| Year |
Governor
|
Representative
|
Senator
|
|||
|---|---|---|---|---|---|---|
| Incumbent | Candidate | Incumbent | Former | Incumbent | Candidate | |
| 2010 | 50 | 841 | 35 | - | 63 | 73 |
| 2011 | 50 | - | 435 | - | 100 | - |
| 2012 | 50 | 842 | 408 | 393 | 78 | 66 |
| 2013 | 50 | - | 433 | - | 100 | - |
| 2014 | 50 | 836 | 57 | - | 73 | 71 |
| 2015 | 50 | - | 435 | - | 100 | - |
| 2016 | 50 | 845 | 77 | - | 78 | 68 |
| 2017 | 50 | - | 435 | - | 100 | - |
| 2018 | 50 | 845 | 67 | - | 68 | 70 |
| 2019 | 50 | - | 432 | - | 100 | - |
| 2020 | 49 | 857 | 43 | - | 69 | 68 |
| 2021 | 50 | - | 433 | - | 100 | - |
| 2022 | 50 | 856 | 180 | - | 73 | 68 |
| 2023 | 50 | - | 434 | - | 100 | - |
| 2024 | 50 | - | 433 | - | 100 | - |
(C)CES Data
The data is all from the (C)CES. They have been asking, since 2009, how liberal or conservative different candidates are using a 7 point likert scale question. Here I provide some useful (maybe?) details about the data.
Candidates
Bridging
A critical need in A-M scaling is for the raters to rate entities that others rate, these are sometimes referred to as “bridges”. Bridges help to pin down the common scale, making ratings comparable. In the C/CES data there are a set of people/entities that everyone rates but these groups change over time. In most cases ths includes the President and the two major political parties.

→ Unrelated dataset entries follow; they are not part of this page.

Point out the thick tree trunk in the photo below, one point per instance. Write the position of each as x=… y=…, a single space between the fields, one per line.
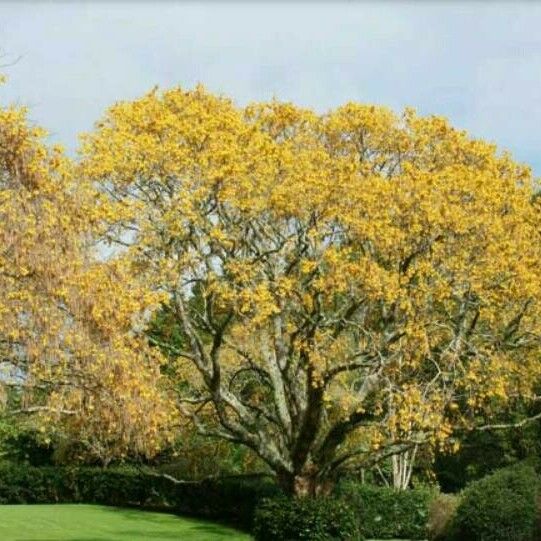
x=305 y=484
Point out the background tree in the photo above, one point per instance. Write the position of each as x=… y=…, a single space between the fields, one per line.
x=368 y=281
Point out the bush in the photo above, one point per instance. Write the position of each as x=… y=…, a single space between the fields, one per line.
x=384 y=513
x=233 y=500
x=311 y=519
x=500 y=507
x=441 y=515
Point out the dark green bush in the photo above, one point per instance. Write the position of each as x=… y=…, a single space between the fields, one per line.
x=311 y=519
x=229 y=499
x=384 y=513
x=500 y=507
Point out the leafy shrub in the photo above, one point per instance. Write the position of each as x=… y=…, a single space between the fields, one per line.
x=500 y=507
x=311 y=519
x=232 y=500
x=441 y=514
x=384 y=513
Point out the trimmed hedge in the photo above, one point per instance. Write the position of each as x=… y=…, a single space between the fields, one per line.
x=228 y=499
x=384 y=513
x=310 y=519
x=499 y=507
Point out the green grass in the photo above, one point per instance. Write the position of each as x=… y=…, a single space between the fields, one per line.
x=97 y=523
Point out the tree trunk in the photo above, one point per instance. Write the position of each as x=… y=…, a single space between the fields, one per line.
x=305 y=484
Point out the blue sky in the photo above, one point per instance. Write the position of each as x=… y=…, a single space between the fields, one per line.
x=478 y=63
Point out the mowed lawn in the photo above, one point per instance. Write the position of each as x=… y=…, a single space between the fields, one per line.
x=98 y=523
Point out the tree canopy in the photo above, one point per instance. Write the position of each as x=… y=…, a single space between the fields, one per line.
x=345 y=286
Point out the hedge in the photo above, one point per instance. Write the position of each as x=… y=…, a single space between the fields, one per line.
x=228 y=499
x=385 y=513
x=499 y=507
x=305 y=519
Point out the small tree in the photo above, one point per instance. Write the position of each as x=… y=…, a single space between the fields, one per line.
x=367 y=281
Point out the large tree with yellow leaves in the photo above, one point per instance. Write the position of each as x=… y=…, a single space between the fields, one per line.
x=366 y=282
x=349 y=286
x=69 y=350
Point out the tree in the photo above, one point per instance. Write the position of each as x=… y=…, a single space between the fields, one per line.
x=66 y=339
x=368 y=281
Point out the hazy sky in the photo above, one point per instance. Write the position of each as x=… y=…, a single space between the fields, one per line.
x=478 y=63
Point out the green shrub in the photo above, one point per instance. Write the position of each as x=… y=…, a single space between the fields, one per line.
x=229 y=499
x=500 y=507
x=384 y=513
x=310 y=519
x=441 y=515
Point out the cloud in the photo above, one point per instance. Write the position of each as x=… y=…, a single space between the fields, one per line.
x=478 y=63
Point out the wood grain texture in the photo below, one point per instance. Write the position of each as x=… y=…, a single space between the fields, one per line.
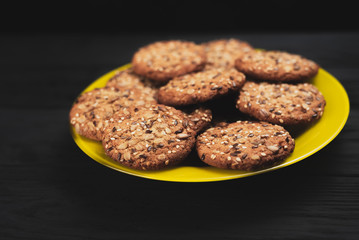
x=51 y=190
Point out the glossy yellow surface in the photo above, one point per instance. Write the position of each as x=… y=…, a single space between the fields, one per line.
x=308 y=141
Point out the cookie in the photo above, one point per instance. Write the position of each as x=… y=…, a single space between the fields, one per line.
x=161 y=61
x=281 y=103
x=93 y=110
x=199 y=119
x=276 y=66
x=222 y=53
x=244 y=145
x=200 y=87
x=153 y=138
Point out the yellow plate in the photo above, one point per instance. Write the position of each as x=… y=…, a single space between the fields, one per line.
x=308 y=142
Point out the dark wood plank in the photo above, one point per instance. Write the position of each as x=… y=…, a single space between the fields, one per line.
x=51 y=190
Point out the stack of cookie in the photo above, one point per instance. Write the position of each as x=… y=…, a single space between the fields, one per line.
x=142 y=117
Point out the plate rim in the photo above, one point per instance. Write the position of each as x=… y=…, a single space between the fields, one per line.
x=91 y=86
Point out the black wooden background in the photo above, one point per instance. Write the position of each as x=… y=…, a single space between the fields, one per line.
x=49 y=189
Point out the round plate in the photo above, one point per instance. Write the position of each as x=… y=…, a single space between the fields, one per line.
x=308 y=141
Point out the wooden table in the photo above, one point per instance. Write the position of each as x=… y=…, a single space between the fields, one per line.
x=49 y=189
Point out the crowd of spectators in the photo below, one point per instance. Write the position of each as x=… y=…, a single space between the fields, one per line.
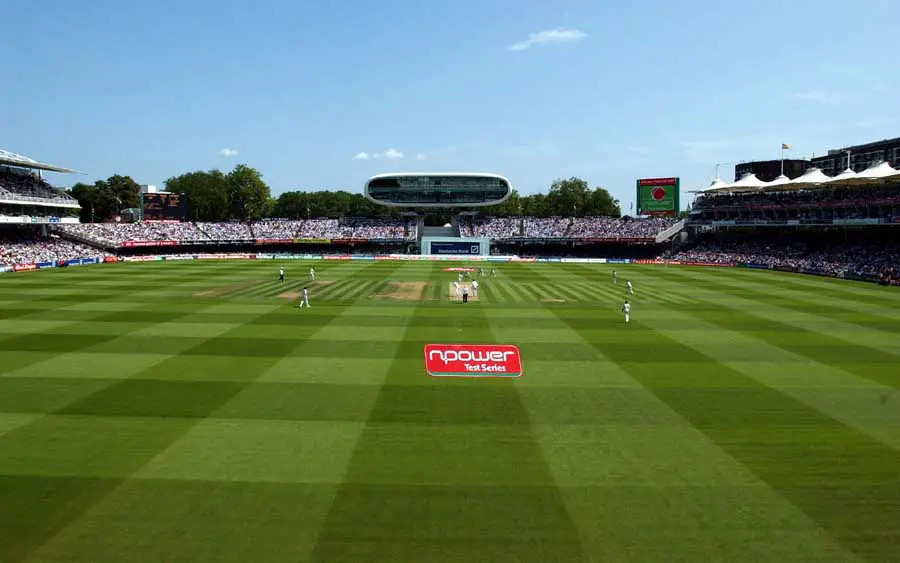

| Year | Democratic Party | Republican Party | Tea Party Movement | Supreme Court | House of Representatives | Senate | Mitt Romney | Jeb Bush | Ted Cruz | Rand Paul | Hillary Clinton | Donald Trump | Merrick Garland | Joe Biden | Kamala Harris | Barack Obama |
|---|---|---|---|---|---|---|---|---|---|---|---|---|---|---|---|---|
| 2010 | 51,096 | 50,864 | 46,517 | - | - | - | - | - | - | - | - | - | - | - | - | 51392 |
| 2011 | 18,052 | 17,985 | 16,708 | 16,575 | - | - | - | - | - | - | - | - | - | - | - | 18178 |
| 2012 | 67,058 | 66,292 | 62,939 | 62,946 | 17,203 | 17,359 | 64,710 | - | - | - | - | - | - | - | - | 67694 |
| 2013 | 14,329 | 14,256 | 13,039 | 13,296 | - | - | 13,931 | - | - | - | - | - | - | - | - | 14432 |
| 2014 | 56,586 | 56,446 | 52,023 | 53,009 | 8,621 | 8,637 | - | 40,757 | 34,864 | 37,064 | 48,553 | - | - | - | - | 58029 |
| 2015 | 11,994 | 11,863 | - | 10,954 | - | - | - | - | - | - | - | - | - | - | - | 12045 |
| 2016 | 56,293 | 55,591 | - | 52,375 | - | - | - | - | - | - | 57,072 | 49,490 | 5,501 | - | - | 57416 |
| 2017 | 15,698 | 15,555 | - | 14,080 | - | - | - | - | - | - | - | 13,944 | - | - | - | - |
| 2018 | 53,726 | 53,409 | - | 50,924 | - | - | - | - | - | - | - | 49,826 | - | - | - | - |
| 2019 | 15,957 | 15,755 | - | 14,543 | - | - | - | - | - | - | - | 14,311 | - | - | - | - |
| 2020 | 53,017 | 52,347 | - | - | - | - | - | - | - | - | - | 48,380 | - | 53,037 | - | - |
| 2021 | 22,834 | 22,395 | - | - | - | - | - | - | - | - | - | 20,770 | - | 22,972 | - | - |
| 2022 | 53,242 | 52,333 | - | 49,397 | - | - | - | - | - | - | - | 49,301 | - | 53,259 | - | - |
| 2023 | 21,371 | 21,176 | - | 20,100 | - | - | - | - | - | - | - | 20,341 | - | 21,508 | - | - |
| 2024 | 54,403 | 53,379 | - | 50,943 | - | - | - | - | - | - | - | 50,376 | - | 54,567 | 54,678 | - |
Panel Data
There are several years where the CES has included a panel of voters across multiple survey years. In this case I have opted to ignore the panel aspect and treat them as if they are different people. This is likely throwing out some information but it seemed like the best option. There are three ways to approach this:
Assume that voters have not changed at all across the survey panels. For this choice there would be one \(\beta\) and one \(\alpha\) for each voter which would be used repeatedly across panels. This assumes that they have not change their own political views in this time period, having roughly the same understanding of liberal-conservative across the time period. I thought this assumption was overly restrictive.
Use some sort of pooling model where each year’s scores would help inform the other year’s, but not entirely constrain them. This could be implemented with some sort of hierarchical prior on them or even a dynamic prior over time. Although I think this is interesting, the computational complexity concerned me.
Treat them as all independent. This, as I said, ignores potentially useful information but was feasible.
I might return to try 2 at some point, we will see what the future holds.